His wallet was gone.
Tallon searched his other pockets mechanically, knowing all the while
that his wallet had been stolen, probably during the jostling ride across
the Strait. The ferry was an obvious hunting ground for pickpockets,
and Tallon swore at his own carelessness. The situation was serious,
for he was now in trouble with the restaurant and could not buy a train
ticket later.
Toying with the dregs of his coffee, Tallon decided that if he was going
to start stealing money The Persian Cat was as good a place as any to do
it. It seemed to have only one afternoon waitress, who spent long periods
out in the kitchen, leaving the cash desk near the door unattended. It was
a foolishly trusting thing to do, he thought; almost as foolish as not
holding on to your wallet in a crowd.
Two of the middle-aged shoppers were still in the restaurant. Waiting
for them to leave, Tallon motioned to one of the gray cats and lured it
over to him. He lifted the heavy animal onto his lap, trying to tickle
it behind the ears, and adjusted the eyeset to put him behind its great
yellow eyes.
Tallon feared the other two customers were going to stay until somebody
else came in and ruined his chance, but they finally gathered up the
shopping and rang for their check. To Tallon's surprise it was not the
waitress who had served him who emerged from the screen at the rear;
it was instead a tall brunette of about thirty, wearing black-rimmed
glasses and an expensively tailored business suit. He decided she was
either the manager or the owner.
One her way back from the cash desk the brunette stopped at his table.

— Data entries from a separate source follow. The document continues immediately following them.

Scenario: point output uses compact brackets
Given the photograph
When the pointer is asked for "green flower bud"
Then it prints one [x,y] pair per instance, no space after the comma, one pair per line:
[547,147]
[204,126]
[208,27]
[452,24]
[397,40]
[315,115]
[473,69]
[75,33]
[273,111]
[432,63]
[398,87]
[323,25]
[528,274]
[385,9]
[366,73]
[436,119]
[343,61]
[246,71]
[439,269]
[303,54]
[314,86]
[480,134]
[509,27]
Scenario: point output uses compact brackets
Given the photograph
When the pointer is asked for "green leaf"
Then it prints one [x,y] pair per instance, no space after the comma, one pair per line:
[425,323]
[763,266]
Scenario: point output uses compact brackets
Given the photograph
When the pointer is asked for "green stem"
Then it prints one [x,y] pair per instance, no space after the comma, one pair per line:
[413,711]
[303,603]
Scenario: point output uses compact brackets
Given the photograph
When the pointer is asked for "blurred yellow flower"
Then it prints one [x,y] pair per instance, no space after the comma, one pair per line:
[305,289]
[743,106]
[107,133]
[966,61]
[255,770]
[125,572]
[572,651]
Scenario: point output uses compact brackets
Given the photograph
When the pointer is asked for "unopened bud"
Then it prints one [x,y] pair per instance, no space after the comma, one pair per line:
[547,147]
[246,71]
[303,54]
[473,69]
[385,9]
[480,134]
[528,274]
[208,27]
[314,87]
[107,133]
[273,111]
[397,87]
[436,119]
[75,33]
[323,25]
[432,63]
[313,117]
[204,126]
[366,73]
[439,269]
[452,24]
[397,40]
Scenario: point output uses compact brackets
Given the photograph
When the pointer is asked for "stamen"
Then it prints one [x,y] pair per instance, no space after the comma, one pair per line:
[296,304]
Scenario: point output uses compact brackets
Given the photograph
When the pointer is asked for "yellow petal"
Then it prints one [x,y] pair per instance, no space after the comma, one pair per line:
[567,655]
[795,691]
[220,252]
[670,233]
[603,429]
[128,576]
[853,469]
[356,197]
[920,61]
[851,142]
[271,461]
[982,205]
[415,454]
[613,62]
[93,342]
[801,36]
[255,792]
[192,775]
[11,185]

He raised the almost empty coffee cup to his lips.
"Can I get you anything more?"
Tallon shook his head. "Nothing, thanks. I'm enjoying your excellent coffee."
"I see you like my cats."
"Love them," Tallon lied. "Beautiful creatures. This is a particularly
fine cat. What's his name?"
"His name is Ethel."
Tallon smirked desperately, wondering if real cat lovers were supposed
to be able to tell toms from tabbies at a glance. He concentrated on
stroking Ethel's head, and the brunette, after giving him a suspicious
look, moved off toward the screen. The little encounter had filled Tallon
with a sense of uneasiness, and he decided to waste no more time. He held
the cat up and rotated it, making sure the restaurant was deserted,
then walked quickly to the desk. The old-fashioned cash register was
bound to make a noise when he operated it, so Tallon edged the door
open slightly in preparation for a quick escape. He pressed a key on
the register and feverishly scooped a handful of bills from the drawer.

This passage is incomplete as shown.